#nixos-dev on 2020-02-12

2020-02-03 20:39 samueldr changed the topic of #nixos-dev to: #nixos-dev NixOS Development (#nixos for questions) | NixOS 20.03 Feature Freeze Feb 10 https://discourse.nixos.org/t/nixos-20-03-feature-freeze/5655 | https://hydra.nixos.org/jobset/nixos/trunk-combined https://channels.nix.gsc.io/graph.html | https://r13y.com | 19.09 RMs: disasm, sphalerite; 20.03: worldofpeace, disasm | https://logs.nix.samueldr.com/nixos-dev

00:19 multun has quit [Ping timeout: 265 seconds]

00:24 multun has joined #nixos-dev

00:51 Synthetica has quit [Quit: Connection closed for inactivity]

01:24 bhipple has joined #nixos-dev

03:20 ajs124 has quit [Remote host closed the connection]

03:20 Scriptkiddi has quit [Remote host closed the connection]

03:20 das_j has quit [Remote host closed the connection]

03:42 ris has quit [Ping timeout: 240 seconds]

04:14 lovesegfault has joined #nixos-dev

04:20 phreedom has quit [Remote host closed the connection]

04:22 phreedom has joined #nixos-dev

05:17 lovesegfault has quit [Ping timeout: 246 seconds]

05:19 lovesegfault has joined #nixos-dev

05:21 bhipple has quit [Remote host closed the connection]

05:55 drakonis_ has quit [Read error: Connection reset by peer]

07:09 orivej has quit [Ping timeout: 268 seconds]

08:36 tilpner_ is now known as tilpner

09:08 claudiii has joined #nixos-dev

10:05 Scriptkiddi has joined #nixos-dev

10:05 ajs124 has joined #nixos-dev

10:05 das_j has joined #nixos-dev

10:06 __monty__ has joined #nixos-dev

10:18 <FRidh> I wonder if there are any objections to the pace at which we iterate staging nowadays. It can at times go pretty fast, e.g. now there's 2 new stdenv rebuilds in 2 days, which results in quite some bandwidth needed when following unstable

10:35 <Taneb> What's with the eval failure on the nixos:release-20.03 jobset?
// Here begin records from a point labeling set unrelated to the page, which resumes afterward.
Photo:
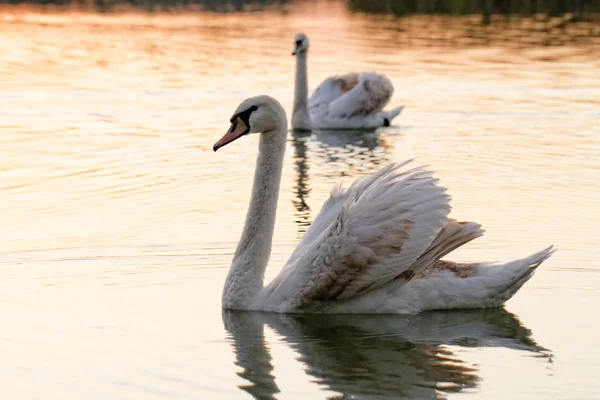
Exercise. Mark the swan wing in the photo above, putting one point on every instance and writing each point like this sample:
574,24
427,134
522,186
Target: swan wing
368,97
365,236
331,89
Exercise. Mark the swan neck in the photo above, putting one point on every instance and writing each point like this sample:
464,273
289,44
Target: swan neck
246,275
301,117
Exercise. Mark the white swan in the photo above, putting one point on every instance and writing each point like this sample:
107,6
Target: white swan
352,101
375,247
10:42 <infinisil> FRidh: I once brought up the idea of having multple levels of staging, which I quite like. So one level for e.g. stdenv rebuilds, only getting a couple commits, being merged into a second level that gets core library updates which are more common, etc.

10:43 <infinisil> I think that could save quite a bit of resources

11:18 claudiii has quit [Quit: Connection closed for inactivity]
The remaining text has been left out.